How change order of SVD using numpy python

I am using Singular Value Decomposition (SVD) for Principal Component Analysis (PCA) of images.

I have 17 images of 20 X 20 so I created images matrix

M =  dim(400 X 17)

and when I apply SVD ( M = u @ d @ v) it gives me

u = dim(400 X 17)
d = dim(17 X 17)   
v = dim(17 X 17)

but I want to find u = dim(400 X 400) and d =(400 X 400) and v =(400 X 17) because there will 400 eigen vectors and 400 eigen values.

I even tried doing transpose but no luck

I know maybe question's title not much clear so please change as you like, and here are some info related to data

  1. I centralized data by subtracting mean face

  2. I tried to work around by finding eigenvectors of covariance matrix(MM') but when I tried to show PCA1 it only shows a black image

Please help me out

Solution

  • Eigenvalues aren't defined for rectangular matrices, but the singular values are related. As for eigenvectors, you always have a set of right and left eigenvectors that span column and row space.

    SVD is related to the eigenvalue decomposition of MM' and M'M

    • M'M = V (S'S) V'
    • MM' = U (SS') U'

    now

    • The columns of V are eigenvectors of M'M, which is of size (17 x 17) in your case. Therefore V is (17 x 17)
    • The columns of U are eigenvectors of MM', which is of size (400 x 400) in your case. Therefore U is (400 x 400)

    Now what's the size of S? The non-zero elements of S (singular values) are the square roots of the non-zero eigenvalues of M'M and MM'. It can bew shown these two have the same sets of non-zero eigenvalues, therefore in the first case S is (17 x 17) and in the second case (400 x 400). How do we reconcile this with the fact that our SVD is M = USV'? We build a rectangular diagonal matrix (400 x 17) with the square roots of the 17 non-zero eigenvalues.

    You can use SVD from scipy:

    import scipy

u, s, vh = scipy.linalg.svd(M, full_matrices=True)
print(u.shape, s.shape, vh.shape)

    that gives

    ((400, 400), (17,), (17, 17))

    To get your S to (400 x 17):

    s = np.concatenate([np.diag(s), np.zeros((400-17, 17))], axis=0)

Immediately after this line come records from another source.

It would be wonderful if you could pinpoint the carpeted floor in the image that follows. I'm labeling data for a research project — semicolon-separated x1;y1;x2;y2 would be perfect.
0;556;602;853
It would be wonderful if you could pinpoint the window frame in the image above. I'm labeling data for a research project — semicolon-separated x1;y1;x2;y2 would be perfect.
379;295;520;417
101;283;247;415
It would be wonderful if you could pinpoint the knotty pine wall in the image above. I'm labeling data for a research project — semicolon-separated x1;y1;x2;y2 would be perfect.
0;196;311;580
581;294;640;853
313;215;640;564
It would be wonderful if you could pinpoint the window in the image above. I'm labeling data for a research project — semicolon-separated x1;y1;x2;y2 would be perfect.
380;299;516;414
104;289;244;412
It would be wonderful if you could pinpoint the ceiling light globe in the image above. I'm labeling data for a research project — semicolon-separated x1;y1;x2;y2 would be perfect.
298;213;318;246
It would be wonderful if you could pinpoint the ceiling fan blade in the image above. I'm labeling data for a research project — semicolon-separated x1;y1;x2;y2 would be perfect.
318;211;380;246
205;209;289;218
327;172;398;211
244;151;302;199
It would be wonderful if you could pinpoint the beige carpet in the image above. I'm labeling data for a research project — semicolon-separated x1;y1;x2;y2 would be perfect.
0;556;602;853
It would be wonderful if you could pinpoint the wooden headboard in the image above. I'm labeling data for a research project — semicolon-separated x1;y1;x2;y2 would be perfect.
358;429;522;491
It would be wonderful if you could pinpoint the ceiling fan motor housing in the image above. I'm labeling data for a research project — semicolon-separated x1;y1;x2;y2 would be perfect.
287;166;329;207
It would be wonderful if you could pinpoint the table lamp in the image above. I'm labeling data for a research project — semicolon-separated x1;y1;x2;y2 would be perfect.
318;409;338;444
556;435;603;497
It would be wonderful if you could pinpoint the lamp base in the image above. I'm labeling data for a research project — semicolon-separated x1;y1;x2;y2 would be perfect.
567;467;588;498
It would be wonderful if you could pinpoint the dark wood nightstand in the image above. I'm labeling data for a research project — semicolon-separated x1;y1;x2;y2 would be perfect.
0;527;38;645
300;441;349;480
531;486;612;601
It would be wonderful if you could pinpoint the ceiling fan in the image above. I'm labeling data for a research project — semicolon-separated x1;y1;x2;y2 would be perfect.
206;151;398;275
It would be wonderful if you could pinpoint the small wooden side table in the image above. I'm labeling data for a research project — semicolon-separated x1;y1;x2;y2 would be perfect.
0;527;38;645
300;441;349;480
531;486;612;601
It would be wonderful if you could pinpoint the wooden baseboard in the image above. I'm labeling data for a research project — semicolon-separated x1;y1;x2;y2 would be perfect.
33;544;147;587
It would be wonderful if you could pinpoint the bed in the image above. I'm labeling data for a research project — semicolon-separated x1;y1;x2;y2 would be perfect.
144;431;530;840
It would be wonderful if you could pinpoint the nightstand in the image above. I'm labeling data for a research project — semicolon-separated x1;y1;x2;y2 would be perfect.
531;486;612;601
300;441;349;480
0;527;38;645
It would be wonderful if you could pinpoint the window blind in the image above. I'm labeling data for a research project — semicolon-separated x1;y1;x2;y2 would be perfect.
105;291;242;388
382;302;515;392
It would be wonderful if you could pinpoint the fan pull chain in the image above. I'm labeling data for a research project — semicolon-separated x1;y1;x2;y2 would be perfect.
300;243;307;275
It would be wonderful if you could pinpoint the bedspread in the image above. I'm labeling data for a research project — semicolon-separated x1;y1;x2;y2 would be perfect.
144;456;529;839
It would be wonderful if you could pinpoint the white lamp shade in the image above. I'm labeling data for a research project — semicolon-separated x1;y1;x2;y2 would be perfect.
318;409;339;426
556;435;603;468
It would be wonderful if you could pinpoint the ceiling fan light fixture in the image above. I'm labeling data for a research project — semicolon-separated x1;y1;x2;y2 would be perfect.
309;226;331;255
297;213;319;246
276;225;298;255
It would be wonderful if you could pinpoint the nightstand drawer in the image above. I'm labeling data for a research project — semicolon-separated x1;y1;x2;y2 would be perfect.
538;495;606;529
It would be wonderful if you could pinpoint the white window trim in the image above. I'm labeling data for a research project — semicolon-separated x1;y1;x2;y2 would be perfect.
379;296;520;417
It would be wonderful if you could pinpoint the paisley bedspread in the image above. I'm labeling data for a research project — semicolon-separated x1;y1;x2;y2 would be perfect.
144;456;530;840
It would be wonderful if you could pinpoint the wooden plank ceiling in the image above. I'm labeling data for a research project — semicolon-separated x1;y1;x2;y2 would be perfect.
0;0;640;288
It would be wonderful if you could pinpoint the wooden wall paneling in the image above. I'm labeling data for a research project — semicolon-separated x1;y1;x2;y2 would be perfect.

    Check SVD correctness:

    res = u@s@vh
np.allclose(res, a)

True

    Low rank matrix approximation

    Sometimes you want to approximate your matrix M with a low-rank M_tilde of rank r, in this case, if you want to minimize the Frobenius norm between the two, you just keep the r largest singular values (Eckhart-Young theorem). The sizes of U, S, V become: (400 x r), (r x r), (r x 17), where S is diagonal.

    I don't know which function you're using, but this is what's happening: the zero singular values are being thrown away, as an (m x n) matrix can have at most rank min(m, n) (in your case 17).